Cluster maintenance

The ydbops utility uses CMS to perform cluster maintenance without losing availability. You can also use CMS directly through the gRPC API.

Rolling restart

To perform a rolling restart of the entire cluster, you can use the command:

$ ydbops restart

By default, the strong availability mode will be used, minimizing the risk of losing availability. You can override it using the --availability-mode parameter.

The ydbops utility will automatically create a maintenance task to restart the entire cluster using the specified availability mode. As it progresses, ydbops will update the maintenance task and obtain exclusive locks on nodes in CMS until all nodes are restarted.

Take a host out for maintenance

To take a host out for maintenance, follow these steps:

  1. Create a maintenance task using the command:

    $ ydbops maintenance create --hosts=<fqdn> --duration=<seconds>
    

    This command will create a maintenance task that will take an exclusive lock on the host with the fully qualified domain name <fqdn> for <seconds> seconds.
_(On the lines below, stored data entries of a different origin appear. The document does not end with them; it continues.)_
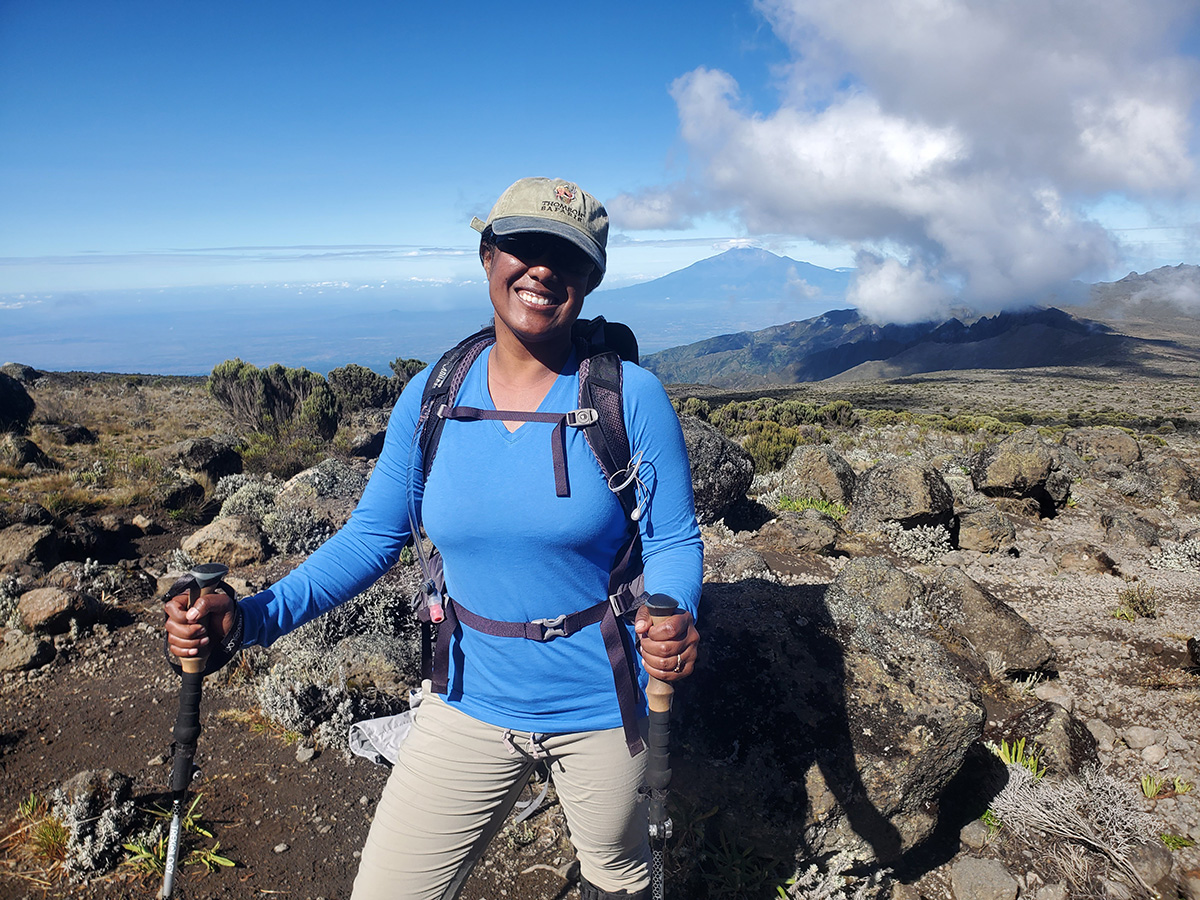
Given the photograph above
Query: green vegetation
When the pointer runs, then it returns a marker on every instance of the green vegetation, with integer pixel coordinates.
(275, 400)
(1015, 755)
(1137, 601)
(1176, 841)
(406, 369)
(834, 510)
(359, 388)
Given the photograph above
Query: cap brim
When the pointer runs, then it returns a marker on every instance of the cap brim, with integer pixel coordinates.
(516, 225)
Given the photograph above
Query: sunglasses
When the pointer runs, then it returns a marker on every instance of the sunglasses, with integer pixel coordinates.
(562, 256)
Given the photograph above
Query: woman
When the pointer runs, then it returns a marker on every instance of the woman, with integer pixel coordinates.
(514, 550)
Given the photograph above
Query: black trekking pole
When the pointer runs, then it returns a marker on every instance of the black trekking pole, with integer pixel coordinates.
(658, 765)
(187, 724)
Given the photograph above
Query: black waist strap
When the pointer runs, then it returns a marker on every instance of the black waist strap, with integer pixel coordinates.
(616, 641)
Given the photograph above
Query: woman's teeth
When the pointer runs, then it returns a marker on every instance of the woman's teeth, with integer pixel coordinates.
(535, 299)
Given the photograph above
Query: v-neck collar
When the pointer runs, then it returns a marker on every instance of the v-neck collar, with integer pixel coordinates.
(558, 399)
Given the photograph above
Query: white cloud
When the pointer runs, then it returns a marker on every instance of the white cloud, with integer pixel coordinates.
(967, 136)
(888, 291)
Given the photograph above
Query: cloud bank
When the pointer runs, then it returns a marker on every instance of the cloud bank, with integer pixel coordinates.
(954, 143)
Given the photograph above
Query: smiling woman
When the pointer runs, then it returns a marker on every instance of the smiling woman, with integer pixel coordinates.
(532, 538)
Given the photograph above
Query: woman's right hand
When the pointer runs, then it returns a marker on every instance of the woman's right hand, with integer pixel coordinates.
(191, 631)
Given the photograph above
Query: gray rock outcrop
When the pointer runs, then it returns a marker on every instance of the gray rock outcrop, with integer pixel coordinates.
(987, 624)
(233, 540)
(721, 471)
(805, 532)
(823, 717)
(820, 473)
(1024, 466)
(899, 491)
(21, 651)
(52, 609)
(16, 405)
(985, 529)
(1065, 742)
(19, 451)
(204, 460)
(33, 545)
(1103, 444)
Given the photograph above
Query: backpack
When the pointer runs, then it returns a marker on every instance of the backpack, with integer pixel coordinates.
(600, 347)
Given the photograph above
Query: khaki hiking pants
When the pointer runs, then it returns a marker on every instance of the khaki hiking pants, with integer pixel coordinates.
(454, 775)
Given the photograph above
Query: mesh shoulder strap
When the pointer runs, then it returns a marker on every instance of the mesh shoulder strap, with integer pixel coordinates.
(600, 388)
(442, 388)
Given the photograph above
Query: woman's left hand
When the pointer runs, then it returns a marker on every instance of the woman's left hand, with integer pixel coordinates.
(669, 648)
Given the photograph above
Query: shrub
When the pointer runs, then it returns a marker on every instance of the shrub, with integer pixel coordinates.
(275, 399)
(358, 388)
(839, 413)
(406, 369)
(694, 407)
(769, 444)
(281, 455)
(832, 509)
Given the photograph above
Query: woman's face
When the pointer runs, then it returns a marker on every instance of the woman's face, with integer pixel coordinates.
(537, 285)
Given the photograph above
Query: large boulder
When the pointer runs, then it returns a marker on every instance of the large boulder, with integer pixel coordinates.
(52, 610)
(900, 491)
(985, 529)
(16, 405)
(817, 723)
(19, 451)
(1024, 466)
(204, 460)
(1103, 444)
(19, 652)
(23, 373)
(33, 545)
(233, 540)
(72, 433)
(1175, 478)
(1062, 742)
(721, 471)
(330, 490)
(978, 619)
(820, 473)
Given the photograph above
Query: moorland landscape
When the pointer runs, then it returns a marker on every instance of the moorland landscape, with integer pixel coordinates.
(949, 617)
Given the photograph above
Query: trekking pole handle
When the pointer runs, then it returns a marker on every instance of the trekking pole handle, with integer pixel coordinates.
(204, 577)
(659, 694)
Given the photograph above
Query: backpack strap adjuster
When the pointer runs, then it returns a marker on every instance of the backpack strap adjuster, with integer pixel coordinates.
(582, 418)
(550, 629)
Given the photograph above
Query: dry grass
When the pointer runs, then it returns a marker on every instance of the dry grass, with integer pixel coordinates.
(131, 418)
  2. After creating the task, you need to update its state until the lock is taken, using the command:

    $ ydbops maintenance refresh --task-id=<id>
    

    This command will update the task with identifier <id> and attempt to take the required lock. When you receive a PERFORMED response, you can proceed to the next step.

  3. Perform host maintenance while the lock is held.

  4. After completing the work, you need to release the lock on the host using the command:

    $ ydbops maintenance complete --task-id=<id> --hosts=<fqdn>